Dans nos métiers de l’accompagnement, nous savons qu’après un évènement difficile comme un deuil, le déni est salvateur. Il permet de survivre.

C’est en sortant de cette dénégation, en laissant les émotions fortes nous toucher, en écoutant notre corps que nous retrouvons peu à peu notre plein potentiel.

Dans nos organisations, pour réussir nos objectifs à court terme, nous nous serrons la ceinture, parfois les dents et mettons en place des visières – une forme de déni. Une manière de se protéger du sentiment d’impuissance. Nous oublions les activités qui peuvent assurer la durabilité de nos organisations. Cela arrive en période de forte incertitude, nous faisons fi du long terme.

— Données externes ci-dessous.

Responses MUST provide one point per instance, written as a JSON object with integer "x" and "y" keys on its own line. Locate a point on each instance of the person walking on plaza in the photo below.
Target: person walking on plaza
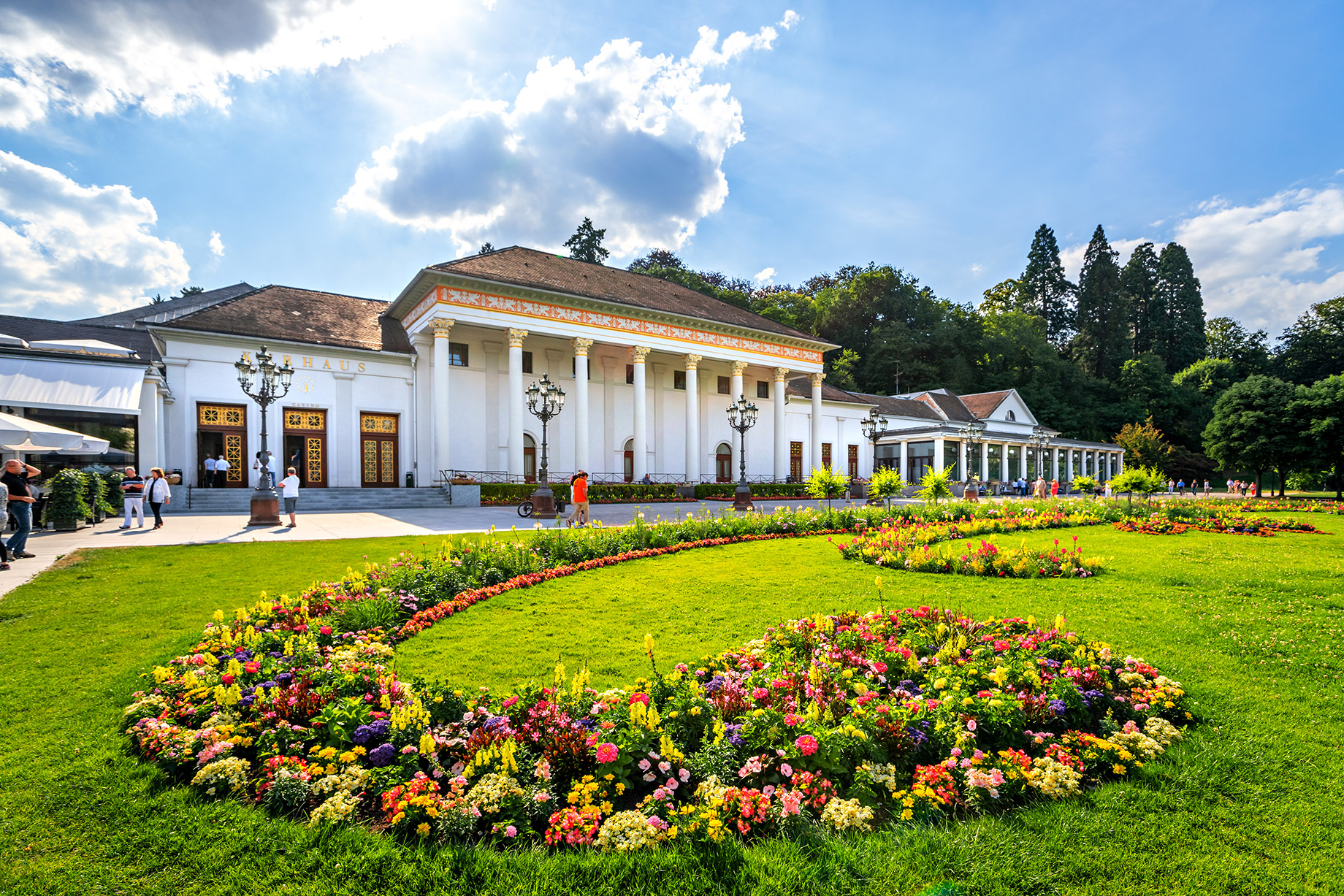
{"x": 134, "y": 499}
{"x": 158, "y": 494}
{"x": 15, "y": 478}
{"x": 289, "y": 491}
{"x": 579, "y": 494}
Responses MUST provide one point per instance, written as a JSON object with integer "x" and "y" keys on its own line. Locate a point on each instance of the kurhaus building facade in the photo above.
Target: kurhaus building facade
{"x": 387, "y": 394}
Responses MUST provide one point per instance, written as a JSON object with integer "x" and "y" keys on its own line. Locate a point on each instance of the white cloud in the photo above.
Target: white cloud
{"x": 69, "y": 250}
{"x": 635, "y": 142}
{"x": 1260, "y": 264}
{"x": 168, "y": 55}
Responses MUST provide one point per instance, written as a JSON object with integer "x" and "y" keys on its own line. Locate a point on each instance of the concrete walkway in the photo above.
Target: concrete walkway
{"x": 188, "y": 528}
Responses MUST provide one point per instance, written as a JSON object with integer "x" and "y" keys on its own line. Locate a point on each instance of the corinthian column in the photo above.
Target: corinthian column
{"x": 781, "y": 435}
{"x": 581, "y": 421}
{"x": 641, "y": 424}
{"x": 692, "y": 419}
{"x": 438, "y": 399}
{"x": 515, "y": 401}
{"x": 816, "y": 424}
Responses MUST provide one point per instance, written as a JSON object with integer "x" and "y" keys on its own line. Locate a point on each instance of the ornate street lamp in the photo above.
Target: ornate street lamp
{"x": 1041, "y": 438}
{"x": 874, "y": 427}
{"x": 742, "y": 417}
{"x": 974, "y": 434}
{"x": 265, "y": 383}
{"x": 545, "y": 402}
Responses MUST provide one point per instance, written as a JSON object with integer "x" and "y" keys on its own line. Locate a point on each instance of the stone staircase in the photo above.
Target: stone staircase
{"x": 209, "y": 502}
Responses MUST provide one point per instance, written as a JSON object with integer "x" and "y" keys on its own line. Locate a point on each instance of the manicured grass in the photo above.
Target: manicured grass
{"x": 1251, "y": 803}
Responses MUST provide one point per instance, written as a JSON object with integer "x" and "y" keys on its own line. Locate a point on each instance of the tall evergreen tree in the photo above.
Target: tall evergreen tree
{"x": 1045, "y": 291}
{"x": 587, "y": 243}
{"x": 1102, "y": 343}
{"x": 1139, "y": 283}
{"x": 1177, "y": 292}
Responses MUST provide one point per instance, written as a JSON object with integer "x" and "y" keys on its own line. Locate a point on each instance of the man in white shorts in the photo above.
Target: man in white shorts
{"x": 289, "y": 491}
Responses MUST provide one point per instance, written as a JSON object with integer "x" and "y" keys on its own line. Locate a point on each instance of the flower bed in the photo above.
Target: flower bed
{"x": 846, "y": 721}
{"x": 1225, "y": 523}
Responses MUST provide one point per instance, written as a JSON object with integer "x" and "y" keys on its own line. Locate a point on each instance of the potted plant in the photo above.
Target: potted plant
{"x": 66, "y": 505}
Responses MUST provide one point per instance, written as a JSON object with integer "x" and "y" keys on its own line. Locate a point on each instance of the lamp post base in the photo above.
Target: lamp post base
{"x": 543, "y": 502}
{"x": 265, "y": 508}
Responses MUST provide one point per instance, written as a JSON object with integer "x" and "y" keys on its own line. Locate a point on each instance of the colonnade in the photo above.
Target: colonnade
{"x": 640, "y": 426}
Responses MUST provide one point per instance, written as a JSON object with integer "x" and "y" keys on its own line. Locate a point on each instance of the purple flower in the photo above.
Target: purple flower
{"x": 382, "y": 755}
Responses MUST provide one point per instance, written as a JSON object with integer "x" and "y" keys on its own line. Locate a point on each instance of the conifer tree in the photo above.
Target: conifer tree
{"x": 587, "y": 243}
{"x": 1104, "y": 342}
{"x": 1177, "y": 292}
{"x": 1043, "y": 289}
{"x": 1139, "y": 283}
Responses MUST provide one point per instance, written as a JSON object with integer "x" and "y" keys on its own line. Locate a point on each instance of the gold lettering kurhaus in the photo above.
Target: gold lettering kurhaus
{"x": 446, "y": 296}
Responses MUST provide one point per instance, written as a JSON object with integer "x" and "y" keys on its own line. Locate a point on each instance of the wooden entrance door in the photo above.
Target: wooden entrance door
{"x": 222, "y": 429}
{"x": 305, "y": 446}
{"x": 378, "y": 437}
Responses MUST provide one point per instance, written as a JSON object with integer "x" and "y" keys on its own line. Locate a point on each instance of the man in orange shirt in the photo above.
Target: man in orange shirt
{"x": 579, "y": 494}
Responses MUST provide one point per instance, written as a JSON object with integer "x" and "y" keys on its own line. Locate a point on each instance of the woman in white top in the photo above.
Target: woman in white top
{"x": 158, "y": 494}
{"x": 289, "y": 491}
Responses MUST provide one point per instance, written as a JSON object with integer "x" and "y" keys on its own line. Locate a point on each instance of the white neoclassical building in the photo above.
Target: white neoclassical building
{"x": 389, "y": 394}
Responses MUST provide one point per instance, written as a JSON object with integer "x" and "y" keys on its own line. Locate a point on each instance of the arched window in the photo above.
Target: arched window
{"x": 529, "y": 459}
{"x": 723, "y": 462}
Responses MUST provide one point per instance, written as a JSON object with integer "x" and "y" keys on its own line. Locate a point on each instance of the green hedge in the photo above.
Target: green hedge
{"x": 758, "y": 489}
{"x": 598, "y": 494}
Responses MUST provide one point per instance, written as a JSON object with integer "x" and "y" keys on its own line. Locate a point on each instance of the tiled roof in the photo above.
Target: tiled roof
{"x": 984, "y": 403}
{"x": 168, "y": 310}
{"x": 34, "y": 329}
{"x": 302, "y": 316}
{"x": 543, "y": 270}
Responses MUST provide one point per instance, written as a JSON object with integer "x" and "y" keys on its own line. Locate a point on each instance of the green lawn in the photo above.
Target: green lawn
{"x": 1253, "y": 803}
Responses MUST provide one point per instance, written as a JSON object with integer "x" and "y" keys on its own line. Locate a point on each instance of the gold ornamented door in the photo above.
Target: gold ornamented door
{"x": 378, "y": 437}
{"x": 305, "y": 446}
{"x": 222, "y": 429}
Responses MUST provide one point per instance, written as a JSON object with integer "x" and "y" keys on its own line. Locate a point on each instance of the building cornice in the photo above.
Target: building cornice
{"x": 414, "y": 301}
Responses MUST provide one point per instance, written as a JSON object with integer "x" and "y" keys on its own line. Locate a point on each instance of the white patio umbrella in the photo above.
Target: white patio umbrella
{"x": 18, "y": 434}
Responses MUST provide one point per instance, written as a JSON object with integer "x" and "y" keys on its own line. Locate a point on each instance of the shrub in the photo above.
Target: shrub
{"x": 66, "y": 504}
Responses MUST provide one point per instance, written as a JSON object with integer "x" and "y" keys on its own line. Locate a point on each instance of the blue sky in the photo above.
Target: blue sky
{"x": 343, "y": 145}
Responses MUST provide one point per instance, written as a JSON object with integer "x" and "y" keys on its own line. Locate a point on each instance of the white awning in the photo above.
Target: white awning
{"x": 70, "y": 386}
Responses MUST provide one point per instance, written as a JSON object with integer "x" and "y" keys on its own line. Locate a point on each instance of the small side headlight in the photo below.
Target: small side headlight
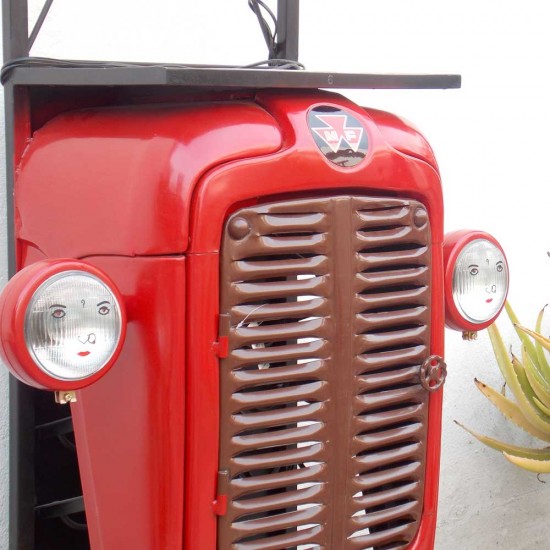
{"x": 476, "y": 284}
{"x": 62, "y": 324}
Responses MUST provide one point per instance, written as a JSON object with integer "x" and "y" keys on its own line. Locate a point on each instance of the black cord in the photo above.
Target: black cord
{"x": 269, "y": 35}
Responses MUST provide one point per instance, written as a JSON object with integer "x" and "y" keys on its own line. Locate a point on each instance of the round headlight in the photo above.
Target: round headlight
{"x": 63, "y": 324}
{"x": 72, "y": 325}
{"x": 476, "y": 280}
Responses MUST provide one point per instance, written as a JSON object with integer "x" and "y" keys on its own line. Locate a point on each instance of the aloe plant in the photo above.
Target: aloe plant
{"x": 528, "y": 378}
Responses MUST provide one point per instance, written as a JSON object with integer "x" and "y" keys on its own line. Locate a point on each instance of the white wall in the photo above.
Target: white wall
{"x": 491, "y": 141}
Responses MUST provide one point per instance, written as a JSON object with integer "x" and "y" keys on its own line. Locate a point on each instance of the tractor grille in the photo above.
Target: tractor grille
{"x": 323, "y": 417}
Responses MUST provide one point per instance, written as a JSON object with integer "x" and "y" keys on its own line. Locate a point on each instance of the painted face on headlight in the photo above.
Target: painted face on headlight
{"x": 72, "y": 326}
{"x": 480, "y": 280}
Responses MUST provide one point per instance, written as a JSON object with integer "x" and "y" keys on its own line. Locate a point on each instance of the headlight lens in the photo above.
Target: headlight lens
{"x": 480, "y": 281}
{"x": 72, "y": 325}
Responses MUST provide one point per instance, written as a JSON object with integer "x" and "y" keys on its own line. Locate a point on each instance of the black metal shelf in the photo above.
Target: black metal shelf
{"x": 221, "y": 78}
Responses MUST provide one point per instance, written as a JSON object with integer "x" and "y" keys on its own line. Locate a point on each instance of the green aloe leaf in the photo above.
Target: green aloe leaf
{"x": 524, "y": 452}
{"x": 537, "y": 381}
{"x": 542, "y": 340}
{"x": 530, "y": 464}
{"x": 529, "y": 346}
{"x": 543, "y": 365}
{"x": 526, "y": 386}
{"x": 524, "y": 398}
{"x": 511, "y": 411}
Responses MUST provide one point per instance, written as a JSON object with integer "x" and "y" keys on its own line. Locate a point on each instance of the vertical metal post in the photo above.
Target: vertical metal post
{"x": 288, "y": 19}
{"x": 21, "y": 489}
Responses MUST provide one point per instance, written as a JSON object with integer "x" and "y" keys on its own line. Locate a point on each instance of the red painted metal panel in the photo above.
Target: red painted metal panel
{"x": 119, "y": 181}
{"x": 162, "y": 180}
{"x": 296, "y": 170}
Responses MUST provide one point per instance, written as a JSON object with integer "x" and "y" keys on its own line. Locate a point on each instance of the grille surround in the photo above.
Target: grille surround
{"x": 310, "y": 285}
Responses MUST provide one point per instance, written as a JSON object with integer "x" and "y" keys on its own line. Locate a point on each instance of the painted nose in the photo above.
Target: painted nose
{"x": 90, "y": 339}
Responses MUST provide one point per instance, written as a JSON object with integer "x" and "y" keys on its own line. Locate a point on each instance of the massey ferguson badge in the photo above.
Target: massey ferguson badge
{"x": 339, "y": 135}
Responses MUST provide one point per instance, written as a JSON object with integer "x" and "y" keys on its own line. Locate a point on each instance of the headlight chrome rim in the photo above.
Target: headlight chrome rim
{"x": 456, "y": 315}
{"x": 14, "y": 303}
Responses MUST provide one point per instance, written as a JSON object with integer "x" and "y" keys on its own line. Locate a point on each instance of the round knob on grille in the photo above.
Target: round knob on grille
{"x": 433, "y": 373}
{"x": 420, "y": 217}
{"x": 239, "y": 228}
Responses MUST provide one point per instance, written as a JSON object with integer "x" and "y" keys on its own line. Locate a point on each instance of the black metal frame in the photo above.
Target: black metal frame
{"x": 26, "y": 81}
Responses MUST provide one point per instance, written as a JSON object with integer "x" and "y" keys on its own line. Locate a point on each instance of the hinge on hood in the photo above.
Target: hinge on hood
{"x": 221, "y": 347}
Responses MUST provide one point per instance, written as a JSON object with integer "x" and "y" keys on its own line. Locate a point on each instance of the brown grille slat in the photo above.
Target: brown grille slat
{"x": 390, "y": 397}
{"x": 277, "y": 354}
{"x": 288, "y": 457}
{"x": 283, "y": 331}
{"x": 398, "y": 337}
{"x": 280, "y": 289}
{"x": 279, "y": 437}
{"x": 382, "y": 516}
{"x": 323, "y": 422}
{"x": 411, "y": 275}
{"x": 381, "y": 380}
{"x": 315, "y": 307}
{"x": 297, "y": 372}
{"x": 251, "y": 270}
{"x": 384, "y": 237}
{"x": 381, "y": 360}
{"x": 290, "y": 540}
{"x": 288, "y": 414}
{"x": 371, "y": 481}
{"x": 278, "y": 480}
{"x": 378, "y": 300}
{"x": 278, "y": 501}
{"x": 287, "y": 520}
{"x": 377, "y": 420}
{"x": 274, "y": 246}
{"x": 399, "y": 434}
{"x": 387, "y": 259}
{"x": 403, "y": 531}
{"x": 376, "y": 217}
{"x": 384, "y": 319}
{"x": 376, "y": 459}
{"x": 287, "y": 223}
{"x": 312, "y": 390}
{"x": 383, "y": 497}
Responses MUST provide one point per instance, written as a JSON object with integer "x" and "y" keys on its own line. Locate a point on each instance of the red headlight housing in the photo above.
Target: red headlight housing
{"x": 62, "y": 324}
{"x": 476, "y": 280}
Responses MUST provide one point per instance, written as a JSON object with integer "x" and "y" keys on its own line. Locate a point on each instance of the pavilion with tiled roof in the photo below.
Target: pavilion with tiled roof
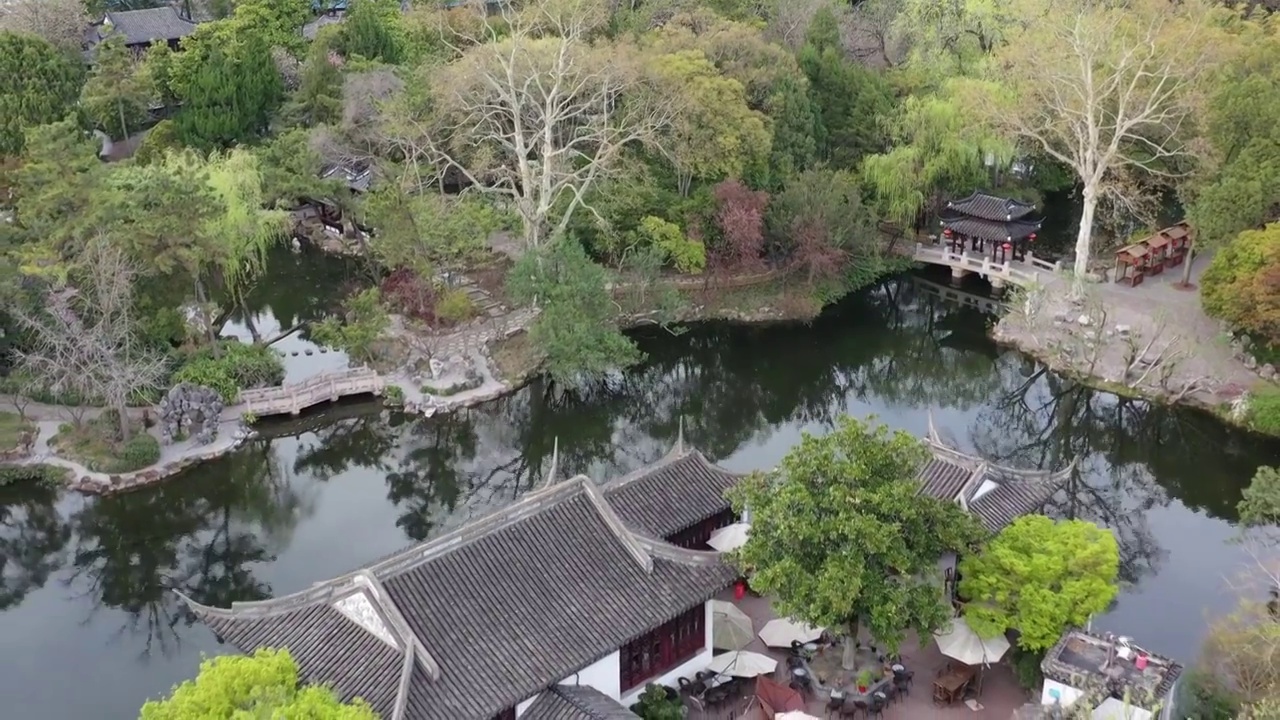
{"x": 481, "y": 620}
{"x": 996, "y": 495}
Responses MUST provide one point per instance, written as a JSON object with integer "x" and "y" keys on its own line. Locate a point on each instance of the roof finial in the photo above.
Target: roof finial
{"x": 551, "y": 475}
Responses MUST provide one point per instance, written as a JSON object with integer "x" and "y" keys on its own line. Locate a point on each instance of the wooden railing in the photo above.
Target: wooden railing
{"x": 1019, "y": 272}
{"x": 297, "y": 397}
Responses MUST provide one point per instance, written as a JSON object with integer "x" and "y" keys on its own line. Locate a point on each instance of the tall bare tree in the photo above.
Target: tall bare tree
{"x": 86, "y": 342}
{"x": 535, "y": 114}
{"x": 1109, "y": 91}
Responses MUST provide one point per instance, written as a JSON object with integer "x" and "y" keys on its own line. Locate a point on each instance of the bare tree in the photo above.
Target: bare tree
{"x": 536, "y": 114}
{"x": 86, "y": 343}
{"x": 1106, "y": 90}
{"x": 60, "y": 22}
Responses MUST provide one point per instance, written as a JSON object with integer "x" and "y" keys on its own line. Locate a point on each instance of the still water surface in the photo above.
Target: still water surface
{"x": 90, "y": 628}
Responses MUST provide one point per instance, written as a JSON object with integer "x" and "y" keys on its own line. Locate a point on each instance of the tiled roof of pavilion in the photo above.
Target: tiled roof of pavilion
{"x": 993, "y": 493}
{"x": 681, "y": 490}
{"x": 474, "y": 621}
{"x": 576, "y": 702}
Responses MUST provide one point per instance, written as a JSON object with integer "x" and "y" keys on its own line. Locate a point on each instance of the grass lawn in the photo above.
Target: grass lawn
{"x": 97, "y": 446}
{"x": 10, "y": 429}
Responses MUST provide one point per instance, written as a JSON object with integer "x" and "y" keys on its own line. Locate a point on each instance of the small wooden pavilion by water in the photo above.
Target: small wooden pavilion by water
{"x": 997, "y": 227}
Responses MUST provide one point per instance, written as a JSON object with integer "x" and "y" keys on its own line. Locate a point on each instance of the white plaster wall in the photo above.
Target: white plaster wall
{"x": 606, "y": 674}
{"x": 1066, "y": 695}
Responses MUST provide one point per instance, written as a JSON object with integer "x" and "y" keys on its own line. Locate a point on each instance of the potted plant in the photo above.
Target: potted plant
{"x": 864, "y": 680}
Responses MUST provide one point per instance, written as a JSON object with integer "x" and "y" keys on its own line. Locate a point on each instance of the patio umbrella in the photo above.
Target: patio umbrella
{"x": 731, "y": 628}
{"x": 782, "y": 632}
{"x": 730, "y": 537}
{"x": 743, "y": 664}
{"x": 960, "y": 642}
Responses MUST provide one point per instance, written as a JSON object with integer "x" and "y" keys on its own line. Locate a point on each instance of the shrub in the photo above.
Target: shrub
{"x": 241, "y": 367}
{"x": 1242, "y": 285}
{"x": 141, "y": 451}
{"x": 455, "y": 308}
{"x": 1265, "y": 410}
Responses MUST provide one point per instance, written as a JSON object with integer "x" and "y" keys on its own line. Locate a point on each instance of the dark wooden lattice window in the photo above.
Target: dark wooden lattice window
{"x": 663, "y": 648}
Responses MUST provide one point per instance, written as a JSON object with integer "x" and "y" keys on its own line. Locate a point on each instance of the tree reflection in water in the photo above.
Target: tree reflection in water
{"x": 200, "y": 536}
{"x": 213, "y": 532}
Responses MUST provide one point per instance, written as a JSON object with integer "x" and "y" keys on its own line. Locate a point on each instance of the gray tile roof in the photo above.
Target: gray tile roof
{"x": 672, "y": 495}
{"x": 991, "y": 208}
{"x": 576, "y": 702}
{"x": 146, "y": 26}
{"x": 475, "y": 621}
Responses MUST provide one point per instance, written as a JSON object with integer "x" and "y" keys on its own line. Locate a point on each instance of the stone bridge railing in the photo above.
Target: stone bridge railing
{"x": 293, "y": 399}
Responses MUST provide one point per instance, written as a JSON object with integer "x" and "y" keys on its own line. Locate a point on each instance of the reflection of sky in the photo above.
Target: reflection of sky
{"x": 53, "y": 634}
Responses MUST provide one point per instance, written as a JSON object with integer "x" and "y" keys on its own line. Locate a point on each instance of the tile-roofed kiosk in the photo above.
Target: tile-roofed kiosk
{"x": 1000, "y": 228}
{"x": 679, "y": 499}
{"x": 993, "y": 493}
{"x": 479, "y": 623}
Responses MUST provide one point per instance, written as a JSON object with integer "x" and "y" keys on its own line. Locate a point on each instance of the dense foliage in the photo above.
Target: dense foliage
{"x": 840, "y": 537}
{"x": 1040, "y": 577}
{"x": 264, "y": 684}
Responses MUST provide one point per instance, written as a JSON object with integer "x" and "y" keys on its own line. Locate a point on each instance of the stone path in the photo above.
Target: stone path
{"x": 1134, "y": 315}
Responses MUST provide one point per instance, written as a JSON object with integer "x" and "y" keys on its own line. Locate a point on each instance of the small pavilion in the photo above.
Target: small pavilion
{"x": 1001, "y": 228}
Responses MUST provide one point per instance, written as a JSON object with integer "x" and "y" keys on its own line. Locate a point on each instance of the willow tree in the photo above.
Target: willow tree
{"x": 531, "y": 110}
{"x": 1109, "y": 91}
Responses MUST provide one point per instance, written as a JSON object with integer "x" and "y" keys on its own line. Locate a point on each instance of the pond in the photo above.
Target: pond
{"x": 90, "y": 627}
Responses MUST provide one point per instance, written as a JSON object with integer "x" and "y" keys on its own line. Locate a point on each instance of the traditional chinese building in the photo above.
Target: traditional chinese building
{"x": 1001, "y": 228}
{"x": 561, "y": 606}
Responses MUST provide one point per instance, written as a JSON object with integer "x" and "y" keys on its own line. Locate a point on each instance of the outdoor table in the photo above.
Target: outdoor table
{"x": 952, "y": 682}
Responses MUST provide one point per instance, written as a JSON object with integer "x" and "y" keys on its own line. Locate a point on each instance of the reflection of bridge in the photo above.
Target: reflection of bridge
{"x": 1018, "y": 272}
{"x": 327, "y": 387}
{"x": 959, "y": 296}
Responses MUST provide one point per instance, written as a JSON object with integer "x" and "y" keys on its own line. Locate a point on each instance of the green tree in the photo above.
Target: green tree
{"x": 374, "y": 31}
{"x": 231, "y": 95}
{"x": 117, "y": 94}
{"x": 359, "y": 329}
{"x": 264, "y": 684}
{"x": 1242, "y": 283}
{"x": 850, "y": 100}
{"x": 840, "y": 536}
{"x": 1040, "y": 577}
{"x": 714, "y": 133}
{"x": 577, "y": 327}
{"x": 39, "y": 83}
{"x": 795, "y": 130}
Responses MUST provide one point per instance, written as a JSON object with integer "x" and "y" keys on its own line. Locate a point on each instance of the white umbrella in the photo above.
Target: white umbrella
{"x": 960, "y": 642}
{"x": 785, "y": 630}
{"x": 1114, "y": 709}
{"x": 743, "y": 664}
{"x": 730, "y": 537}
{"x": 731, "y": 628}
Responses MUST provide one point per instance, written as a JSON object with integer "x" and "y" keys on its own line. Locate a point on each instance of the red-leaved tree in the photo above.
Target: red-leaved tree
{"x": 740, "y": 215}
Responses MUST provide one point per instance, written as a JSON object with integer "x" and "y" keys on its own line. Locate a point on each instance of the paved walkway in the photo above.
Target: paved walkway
{"x": 1205, "y": 369}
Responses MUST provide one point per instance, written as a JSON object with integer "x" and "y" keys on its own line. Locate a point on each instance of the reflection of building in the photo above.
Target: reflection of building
{"x": 568, "y": 584}
{"x": 1121, "y": 680}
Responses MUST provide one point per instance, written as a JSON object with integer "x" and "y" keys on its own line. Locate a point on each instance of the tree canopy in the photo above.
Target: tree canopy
{"x": 840, "y": 536}
{"x": 243, "y": 688}
{"x": 1040, "y": 577}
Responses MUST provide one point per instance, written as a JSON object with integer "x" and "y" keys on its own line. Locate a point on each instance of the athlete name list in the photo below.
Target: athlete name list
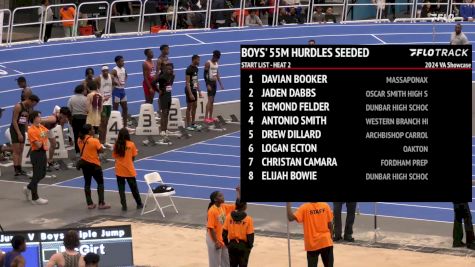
{"x": 354, "y": 123}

Cette course à l’efficacité est un mécanisme de survie : comment la suspendre ? Comment sortir du déni et regarder la réalité en face et l’avenir que nous attend, pour envisager des transformations indispensables, des stratégies durables ?

Nous nous souhaitons de profiter en cette période de fin d’année, d’un temps de pause, un « déni salutaire » de l’état du monde exposé dans les médias et les réseaux sociaux.

Que ce temps nous permette de trouver des forces pour pouvoir en 2026 mettre notre plein potentiel au service des changements qui s’imposent !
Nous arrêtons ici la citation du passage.